The situation is that append is treating your argument tempDict (which we would expect to be the only argument to an Array method that takes a single member and adds it to the collection) as the first argument in a signature where it is looking for 5 arguments (!), one for each member of the Tuple type that the Array holds.

See the following for some interesting behavior (including assigning a label to the single member of a 1-member 'Tuple' ??) ->

var arrayOne: Array<String> = []
arrayOne.append("hi")
println(arrayOne[0])        // hi

var arrayTwo: Array<(String)> = []    // where (String) is a single-member Tuple
arrayTwo.append("hi")
println(arrayTwo[0])        // hi
println(arrayTwo[0].0)      // hi  -> using .0 subscript to access the first member of the Tuple

// wanna see something crazy? remember arrayOne, that holds members of type String?
println(arrayOne[0].0)      // hi  -> this Array does not hold Tuples, but it looks like we can still treat its members like "single-member Tuples"?

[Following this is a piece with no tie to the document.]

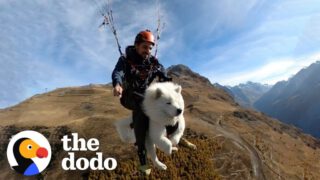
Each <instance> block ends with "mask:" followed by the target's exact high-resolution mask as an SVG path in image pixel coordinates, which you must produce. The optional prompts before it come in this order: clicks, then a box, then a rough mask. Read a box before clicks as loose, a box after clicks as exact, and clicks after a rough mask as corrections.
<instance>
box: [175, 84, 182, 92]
mask: <svg viewBox="0 0 320 180" xmlns="http://www.w3.org/2000/svg"><path fill="white" fill-rule="evenodd" d="M181 90H182V88H181V86H179V85H177V87H176V89H175V91H176V92H177V93H179V94H181Z"/></svg>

var arrayThree: Array<(str: String)> = []    // members of the Array are single-member Tuples with the label 'str' for their member
arrayThree.append(str: "hi")                 // now we can't use append without providing the label 'str', acting as what looks like an argument label?
var byeString = "bye"
var byeTuple = ("bye")
arrayThree += byeString     // += doesn't care about the label, and will take either a String or a single-member Tuple holding a String
arrayThree += byeTuple
println(arrayThree[0])      // hi
println(arrayThree[0].0)    // hi
println(arrayThree[0].str)  // hi  -> accessing the single member of the Tuple by its label

...so in your case, where you are seeing the error with append what it wants you to do is (using the labels you used to declare the Tuple as something that looks like argument labels):

var resultArray: (id:Int, ccomments:Int, post_date:String, post_title:String, url:String)[] = []
...
resultArray.append(id: someIntValue, ccomments: someOtherIntValue, post_date: someStringValue, post_title: someOtherStringValue, url: someAnotherStringValue)

...and of course, as discussed, you can avoid doing that by just using += instead

Crazy stuff! could be by design to serve some purpose, could be a consequence of protocol inheritance that wasn't meant to have this effect... would be interesting to know the answer!